会計を済ませた杏奈の早い歩調について行くことだけに専念し、再び車に乗り込んだモモは、眼下の自分の生足を見て思わず恥ずかしくなった。練習着も本番の衣装もミニスカートではあるのだが、どちらの時も厚手のストッキングやタイツを履いている。こんなに露出するのはもしや中学の体育以来なのでは? といささか自分自身に呆れ返った。
「さ、着いたわよ」
そんな落ち着かないドライブは十五分ほどで終わり、気付けば二人の乗った車はビルらしき建物の車寄せに横付けされていた。守衛のような制服の男性が運転席側の扉を開け、降り立った杏奈に挨拶をした。
「いらっしゃいませ、お嬢様」
「ありがとう。社長はいらっしゃる?」
「本日は大阪へ出張中でございます」
「そう……では数分で戻りますから、車はこのままで宜しいかしら?」
「はい。念のため、鍵をお預かり致します」
杏奈と数回やり取りをした守衛は鍵を受け取り、助手席側の扉を開けてモモの降車を待った。
「モモちゃん、降りてくれる? 用はすぐ済むわ」
「はっ、はい」
モモは慌てて車を降り、入口へ向かった杏奈の後を追った。「いらっしゃいませ」と言われたからには杏奈の場所ではないのだろうが、この車といい、『お嬢様』との呼びかけといい、杏奈が裕福な家庭の出であることは察せられる。

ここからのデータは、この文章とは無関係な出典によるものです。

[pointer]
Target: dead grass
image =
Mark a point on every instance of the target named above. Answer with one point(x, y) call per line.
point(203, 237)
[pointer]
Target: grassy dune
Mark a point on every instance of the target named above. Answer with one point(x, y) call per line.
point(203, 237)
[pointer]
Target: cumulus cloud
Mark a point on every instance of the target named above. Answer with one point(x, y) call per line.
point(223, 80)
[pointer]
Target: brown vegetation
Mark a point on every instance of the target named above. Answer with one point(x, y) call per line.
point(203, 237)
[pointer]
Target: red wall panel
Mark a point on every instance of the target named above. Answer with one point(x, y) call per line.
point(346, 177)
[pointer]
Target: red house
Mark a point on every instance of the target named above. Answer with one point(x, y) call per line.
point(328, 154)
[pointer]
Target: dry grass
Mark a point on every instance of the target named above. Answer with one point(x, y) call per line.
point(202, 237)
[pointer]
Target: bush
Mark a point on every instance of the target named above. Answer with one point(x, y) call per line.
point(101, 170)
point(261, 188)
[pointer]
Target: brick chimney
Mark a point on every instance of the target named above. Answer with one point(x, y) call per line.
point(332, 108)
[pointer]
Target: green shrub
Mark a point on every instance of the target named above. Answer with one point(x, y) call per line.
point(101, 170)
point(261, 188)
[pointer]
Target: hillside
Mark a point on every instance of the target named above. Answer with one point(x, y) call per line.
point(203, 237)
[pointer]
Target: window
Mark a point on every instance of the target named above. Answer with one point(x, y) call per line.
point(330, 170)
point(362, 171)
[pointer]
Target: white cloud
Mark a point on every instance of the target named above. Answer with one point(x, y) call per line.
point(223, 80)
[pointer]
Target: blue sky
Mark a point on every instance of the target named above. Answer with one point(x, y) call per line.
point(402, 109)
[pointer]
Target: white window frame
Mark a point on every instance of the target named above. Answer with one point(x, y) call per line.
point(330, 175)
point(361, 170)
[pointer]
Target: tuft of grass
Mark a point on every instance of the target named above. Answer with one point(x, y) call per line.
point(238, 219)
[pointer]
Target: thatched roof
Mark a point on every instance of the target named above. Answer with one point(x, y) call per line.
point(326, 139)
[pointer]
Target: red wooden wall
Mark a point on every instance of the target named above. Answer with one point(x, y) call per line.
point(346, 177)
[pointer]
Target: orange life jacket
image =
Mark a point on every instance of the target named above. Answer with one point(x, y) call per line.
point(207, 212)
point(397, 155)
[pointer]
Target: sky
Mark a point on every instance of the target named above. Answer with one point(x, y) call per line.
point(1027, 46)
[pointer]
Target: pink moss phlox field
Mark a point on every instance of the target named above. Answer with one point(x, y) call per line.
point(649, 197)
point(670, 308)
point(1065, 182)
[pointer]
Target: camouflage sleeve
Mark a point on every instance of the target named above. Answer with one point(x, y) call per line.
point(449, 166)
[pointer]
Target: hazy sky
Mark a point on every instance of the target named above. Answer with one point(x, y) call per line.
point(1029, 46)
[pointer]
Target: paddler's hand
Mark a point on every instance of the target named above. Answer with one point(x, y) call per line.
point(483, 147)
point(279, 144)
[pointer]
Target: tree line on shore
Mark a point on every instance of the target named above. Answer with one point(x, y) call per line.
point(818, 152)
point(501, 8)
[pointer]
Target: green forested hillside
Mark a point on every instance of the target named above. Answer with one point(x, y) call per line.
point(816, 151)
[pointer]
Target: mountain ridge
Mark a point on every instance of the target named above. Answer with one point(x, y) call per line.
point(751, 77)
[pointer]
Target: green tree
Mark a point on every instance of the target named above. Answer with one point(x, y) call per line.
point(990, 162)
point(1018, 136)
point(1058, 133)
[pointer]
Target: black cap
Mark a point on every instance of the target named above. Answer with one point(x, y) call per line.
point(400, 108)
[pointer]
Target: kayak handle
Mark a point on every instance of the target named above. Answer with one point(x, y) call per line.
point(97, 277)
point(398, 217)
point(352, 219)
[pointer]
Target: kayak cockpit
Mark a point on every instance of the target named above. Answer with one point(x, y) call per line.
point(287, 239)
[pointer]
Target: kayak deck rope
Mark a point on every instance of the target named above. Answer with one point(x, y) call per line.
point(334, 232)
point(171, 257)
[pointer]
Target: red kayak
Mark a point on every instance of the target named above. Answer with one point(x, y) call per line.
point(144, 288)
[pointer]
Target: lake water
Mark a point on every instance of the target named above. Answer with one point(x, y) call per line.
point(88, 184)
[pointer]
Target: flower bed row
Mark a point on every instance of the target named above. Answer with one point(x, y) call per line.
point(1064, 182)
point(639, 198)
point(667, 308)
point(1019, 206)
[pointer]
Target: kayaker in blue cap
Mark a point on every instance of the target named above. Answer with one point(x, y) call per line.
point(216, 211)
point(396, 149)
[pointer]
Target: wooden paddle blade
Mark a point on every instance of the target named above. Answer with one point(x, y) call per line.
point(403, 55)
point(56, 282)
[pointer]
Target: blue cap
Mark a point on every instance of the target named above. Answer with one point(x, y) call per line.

そうして向かった透明な自動ドアに、見慣れた一文字が目に入った。モモは両側に開いてゆく扉の手前で、その漢字を追うように顔を横へ向けながら足を止めた。
──さ、『桜』コーポレーションって書いてある……!?
「気付いたのね? そう……ここがナギの本来いるべき場所。彼の父親の会社よ」
「……」
扉の向こうで振り返った杏奈が、少し意地悪そうな顔で笑っていた。呼吸すら忘れてしまいそうな数秒間に、モモの脳内には様々なことがグルグルと渦巻いて消えていった。──知ってる……あたしですら知っている会社だ……だって歴史の授業にも出てきたんだから……旧『桜財閥』……日本四大財閥の一つ……──。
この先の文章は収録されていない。